Wine of the Dreamers
- First edition cover
- Author: John D. MacDonald
- Language: English
- Genre: Science fiction
- Publisher: Greenberg
- Publication date: 1951
- Publication place: United States
- Media type: Print
- Pages: 219

= Wine of the Dreamers =

1951 novel by John D. MacDonald

Wine of the Dreamers is a 1951 science fiction novel by American writer John D. MacDonald. Wine of the Dreamers was his first science fiction novel and one of his earliest published novels altogether. Though he later also wrote the science fiction novels Ballroom of the Skies and The Girl, the Gold Watch & Everything, MacDonald was primarily a writer of mysteries. A later version was published under the name Planet of the Dreamers before reverting to the original title upon further printings.

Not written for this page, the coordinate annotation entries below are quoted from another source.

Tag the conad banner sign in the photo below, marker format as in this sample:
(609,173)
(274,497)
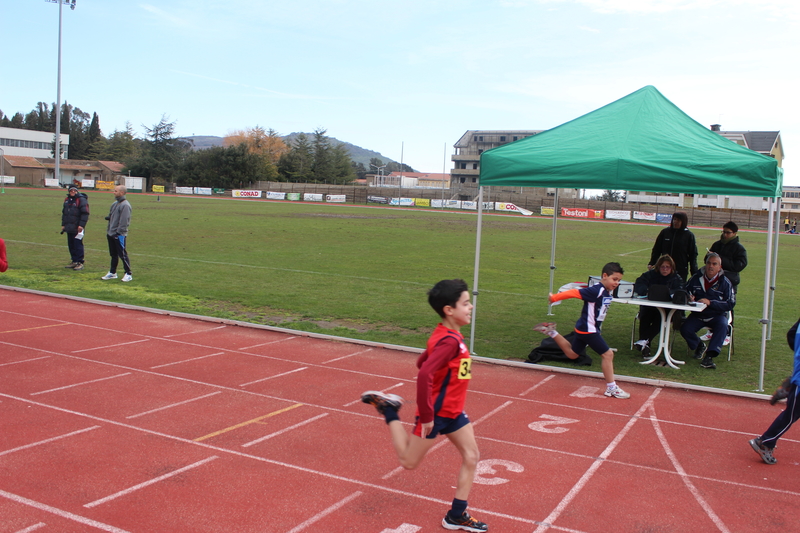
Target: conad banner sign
(641,215)
(581,213)
(237,193)
(618,215)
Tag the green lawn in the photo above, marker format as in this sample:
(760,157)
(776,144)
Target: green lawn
(363,272)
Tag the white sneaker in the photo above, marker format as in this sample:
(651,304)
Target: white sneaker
(616,392)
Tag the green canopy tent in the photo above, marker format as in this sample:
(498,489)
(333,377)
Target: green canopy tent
(641,142)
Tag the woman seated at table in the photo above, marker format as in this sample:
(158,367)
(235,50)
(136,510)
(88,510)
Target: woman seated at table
(663,273)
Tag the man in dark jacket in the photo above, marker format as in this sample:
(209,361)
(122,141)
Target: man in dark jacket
(74,216)
(679,243)
(732,253)
(708,286)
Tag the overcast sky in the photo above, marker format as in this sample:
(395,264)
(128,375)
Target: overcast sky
(408,75)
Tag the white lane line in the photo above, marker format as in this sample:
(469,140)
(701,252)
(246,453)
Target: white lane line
(80,384)
(562,505)
(443,442)
(187,360)
(110,346)
(24,361)
(268,343)
(61,513)
(326,512)
(545,380)
(45,441)
(150,482)
(34,527)
(346,356)
(384,390)
(193,332)
(684,477)
(273,377)
(170,406)
(284,430)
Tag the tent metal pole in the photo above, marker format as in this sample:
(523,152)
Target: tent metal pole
(553,251)
(475,274)
(764,320)
(774,276)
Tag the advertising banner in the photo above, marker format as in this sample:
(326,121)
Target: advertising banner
(405,202)
(641,215)
(618,215)
(249,193)
(581,212)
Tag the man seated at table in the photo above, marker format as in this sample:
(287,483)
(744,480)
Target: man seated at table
(710,287)
(665,274)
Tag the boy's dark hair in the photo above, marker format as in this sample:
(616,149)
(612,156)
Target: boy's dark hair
(446,292)
(731,225)
(612,268)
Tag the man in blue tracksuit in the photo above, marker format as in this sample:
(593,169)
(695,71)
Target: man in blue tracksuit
(119,218)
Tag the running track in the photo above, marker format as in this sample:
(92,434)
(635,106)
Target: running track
(122,419)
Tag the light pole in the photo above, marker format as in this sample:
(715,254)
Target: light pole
(57,149)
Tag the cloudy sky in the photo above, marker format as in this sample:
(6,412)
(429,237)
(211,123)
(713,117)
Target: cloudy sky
(406,76)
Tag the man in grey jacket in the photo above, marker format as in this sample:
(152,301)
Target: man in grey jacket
(119,218)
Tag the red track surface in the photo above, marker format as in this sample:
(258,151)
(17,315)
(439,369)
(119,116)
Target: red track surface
(123,420)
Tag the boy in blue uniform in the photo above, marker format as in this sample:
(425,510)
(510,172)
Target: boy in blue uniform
(765,444)
(596,300)
(445,370)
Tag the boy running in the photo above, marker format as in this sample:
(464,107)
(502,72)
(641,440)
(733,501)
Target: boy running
(444,374)
(596,300)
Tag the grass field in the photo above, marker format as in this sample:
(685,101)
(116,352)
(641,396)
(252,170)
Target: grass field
(362,272)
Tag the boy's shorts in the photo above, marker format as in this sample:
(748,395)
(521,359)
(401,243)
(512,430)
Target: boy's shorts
(593,340)
(442,425)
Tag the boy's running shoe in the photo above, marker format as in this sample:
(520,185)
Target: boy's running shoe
(464,522)
(545,327)
(382,400)
(763,451)
(616,392)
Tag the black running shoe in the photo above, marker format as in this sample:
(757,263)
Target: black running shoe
(763,451)
(382,400)
(464,522)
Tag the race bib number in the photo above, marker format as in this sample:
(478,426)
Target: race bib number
(465,368)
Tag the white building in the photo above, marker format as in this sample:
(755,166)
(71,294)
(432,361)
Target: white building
(30,143)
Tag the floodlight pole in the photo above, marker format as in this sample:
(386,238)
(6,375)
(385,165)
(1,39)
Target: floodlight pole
(57,144)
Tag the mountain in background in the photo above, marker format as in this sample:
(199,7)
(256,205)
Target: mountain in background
(357,154)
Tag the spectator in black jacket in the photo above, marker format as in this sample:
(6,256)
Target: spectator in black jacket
(649,317)
(74,216)
(679,243)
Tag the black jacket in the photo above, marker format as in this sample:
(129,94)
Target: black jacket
(681,246)
(734,258)
(75,212)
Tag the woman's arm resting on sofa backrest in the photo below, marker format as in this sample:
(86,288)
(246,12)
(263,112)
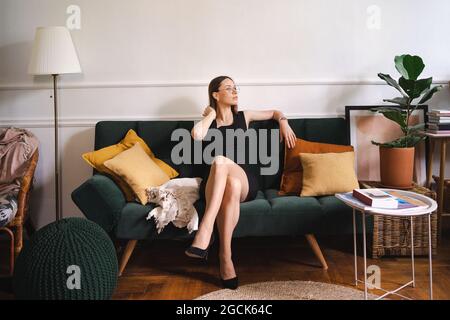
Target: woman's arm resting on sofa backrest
(100,200)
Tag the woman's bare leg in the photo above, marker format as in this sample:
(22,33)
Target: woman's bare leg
(227,220)
(221,169)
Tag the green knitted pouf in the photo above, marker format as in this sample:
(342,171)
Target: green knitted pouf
(73,259)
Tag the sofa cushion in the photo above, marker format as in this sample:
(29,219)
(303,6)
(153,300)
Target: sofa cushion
(139,171)
(328,173)
(293,215)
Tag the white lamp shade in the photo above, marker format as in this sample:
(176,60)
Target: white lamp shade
(53,52)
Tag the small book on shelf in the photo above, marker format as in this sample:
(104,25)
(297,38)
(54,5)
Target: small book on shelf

The book is set both on Earth (dealing with a top-secret military spaceflight project in an imagined 1975) and a far-away planet of humans able to influence Earth while they sleep, believing that the planet and all its inhabitants are simply part of their dreams that they can toy with. MacDonald described the book as "a symbolic novel of how when original purposes are forgotten, the uses of ritual can be destructive."

Galaxy reviewer Groff Conklin wrote that "The skill and the imagination with which the tale is developed are genuinely satisfying." P. Schuyler Miller found the novel to be "well and smoothly told, with likable characters a bit beyond the cardboard stage."